MVAPICH2-1.2p1 (11/11/2008)

* Changes since MVAPICH2-1.2

  - Fix shared-memory communication issue for AMD Barcelona systems.

MVAPICH2-1.2 (11/06/2008)

* Bugs fixed since MVAPICH2-1.2-rc2

  - Ignore the last bit of the pkey and remove the pkey_ix option since the
    index can be different on different machines. Thanks for Pasha@Mellanox for
    the patch.

  - Fix data types for memory allocations. Thanks for Dr. Bill Barth from TACC
    for the patches.

  - Fix a bug when MV2_NUM_HCAS is larger than the number of active HCAs.

  - Allow builds on architectures for which tuning parameters do not exist.

* Changes related to the mpirun_rsh framework

  - Always build and install mpirun_rsh in addition to the process manager(s)
    selected through the --with-pm mechanism.

  - Cleaner job abort handling

  - Ability to detect the path to mpispawn if the Linux proc filesystem is
    available.

  - Added Totalview debugger support

  - Stdin is only available to rank 0.  Other ranks get /dev/null.

* Other miscellaneous changes

  - Add sequence numbers for RPUT and RGET finish packets.

  - Increase the number of allowed nodes for shared memory broadcast to 4K.

  - Use /dev/shm on Linux as the default temporary file path for shared memory
    communication. Thanks for Doug Johnson@OSC for the patch.

  - MV2_DEFAULT_MAX_WQE has been replaced with MV2_DEFAULT_MAX_SEND_WQE and
    MV2_DEFAULT_MAX_RECV_WQE for send and recv wqes, respectively.

  - Fix compilation warnings.

MVAPICH2-1.2-RC2 (08/20/2008)

* Following bugs are fixed in RC2

  - Properly handle the scenario in shared memory broadcast code when the
    datatypes of different processes taking part in broadcast are different.

  - Fix a bug in Checkpoint-Restart code to determine whether a connection is a
    shared memory connection or a network connection.

  - Support non-standard path for BLCR header files.

  - Increase the maximum heap size to avoid race condition in realloc().

  - Use int32_t for rank for larger jobs with 32k processes or more.

  - Improve mvapich2-1.2 bandwidth to the same level of mvapich2-1.0.3.

  - An error handling patch for uDAPL interface.
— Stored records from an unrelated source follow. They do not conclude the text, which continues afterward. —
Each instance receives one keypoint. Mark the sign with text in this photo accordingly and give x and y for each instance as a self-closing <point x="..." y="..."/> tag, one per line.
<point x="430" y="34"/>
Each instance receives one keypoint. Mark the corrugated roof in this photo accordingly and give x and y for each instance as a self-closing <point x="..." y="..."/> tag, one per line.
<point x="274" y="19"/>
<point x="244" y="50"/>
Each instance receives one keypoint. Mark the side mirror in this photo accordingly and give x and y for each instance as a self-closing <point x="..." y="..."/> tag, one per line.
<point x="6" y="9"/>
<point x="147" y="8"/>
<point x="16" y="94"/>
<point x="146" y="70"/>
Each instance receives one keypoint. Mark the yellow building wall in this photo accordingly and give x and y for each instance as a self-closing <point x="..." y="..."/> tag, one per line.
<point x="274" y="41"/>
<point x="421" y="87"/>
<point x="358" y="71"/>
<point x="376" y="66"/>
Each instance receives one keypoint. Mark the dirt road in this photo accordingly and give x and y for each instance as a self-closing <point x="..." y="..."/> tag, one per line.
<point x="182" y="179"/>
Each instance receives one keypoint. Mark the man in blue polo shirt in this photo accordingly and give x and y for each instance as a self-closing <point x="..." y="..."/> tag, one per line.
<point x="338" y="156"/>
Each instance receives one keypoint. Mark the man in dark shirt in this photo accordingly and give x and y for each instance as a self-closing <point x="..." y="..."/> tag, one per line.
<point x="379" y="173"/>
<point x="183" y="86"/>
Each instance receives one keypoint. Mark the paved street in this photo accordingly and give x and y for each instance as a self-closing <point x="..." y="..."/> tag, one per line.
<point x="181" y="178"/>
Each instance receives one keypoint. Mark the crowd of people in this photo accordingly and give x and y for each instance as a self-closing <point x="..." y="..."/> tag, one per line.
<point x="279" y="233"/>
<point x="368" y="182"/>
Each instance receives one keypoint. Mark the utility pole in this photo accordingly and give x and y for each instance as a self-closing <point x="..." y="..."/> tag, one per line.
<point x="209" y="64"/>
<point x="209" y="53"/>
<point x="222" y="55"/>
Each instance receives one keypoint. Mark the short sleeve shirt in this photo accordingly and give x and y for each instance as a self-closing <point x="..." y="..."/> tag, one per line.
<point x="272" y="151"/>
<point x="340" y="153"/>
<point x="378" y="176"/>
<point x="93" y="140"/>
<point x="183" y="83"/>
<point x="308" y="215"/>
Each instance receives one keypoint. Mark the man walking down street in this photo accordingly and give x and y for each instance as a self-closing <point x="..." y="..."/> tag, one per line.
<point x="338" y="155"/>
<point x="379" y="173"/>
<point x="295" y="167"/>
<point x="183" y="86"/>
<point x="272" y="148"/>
Thanks for Nilesh Awate for
    the patch.

  - Explicitly set some of the EP attributes when on demand connection is used
    in uDAPL interface.

MVAPICH2-1.2-RC1 (07/02/08)

* Following features are added for this new mvapich2-1.2 release:

  - Based on MPICH2 1.0.7

  - Scalable and robust daemon-less job startup

       -- Enhanced and robust mpirun_rsh framework (non-MPD-based) to
          provide scalable job launching on multi-thousand core clusters

       -- Available for OpenFabrics (IB and iWARP) and uDAPL interfaces
          (including Solaris)

  - Adding support for intra-node shared memory communication with Checkpoint-restart

       --  Allows best performance and scalability with fault-tolerance
           support

  - Enhancement to software installation

       -- Change to full autoconf-based configuration
       -- Adding an application (mpiname) for querying the MVAPICH2 library
          version and configuration information

  - Enhanced processor affinity using PLPA for multi-core architectures

  - Allows user-defined flexible processor affinity

  - Enhanced scalability for RDMA-based direct one-sided communication
    with less communication resource

  - Shared memory optimized MPI_Bcast operations

  - Optimized and tuned MPI_Alltoall

MVAPICH2-1.0.2 (02/20/08)

* Change the default MV2_DAPL_PROVIDER to OpenIB-cma

* Remove extraneous parameter is_blocking from the gen2 interface for
  MPIDI_CH3I_MRAILI_Get_next_vbuf

* Explicitly name unions in struct ibv_wr_descriptor and reference the
  members in the code properly.

* Change "inline" functions to "static inline" properly.

* Increase the maximum number of buffer allocations for communication
  intensive applications

* Corrections for warnings from the Sun Studio 12 compiler.

* If malloc hook initialization fails, then turn off registration
  cache

* Add MV_R3_THESHOLD and MV_R3_NOCACHE_THRESHOLD which allows
  R3 to be used for smaller messages instead of registering the
  buffer and using a zero-copy protocol.

* Fixed an error in message coalescing.

* Setting application initiated checkpoint as default if CR is turned on.


MVAPICH2-1.0.1 (10/29/07)

* Enhance udapl initializaton, set all ep_attr fields properly.
  Thanks for Kanoj Sarcar from NetXen for the patch.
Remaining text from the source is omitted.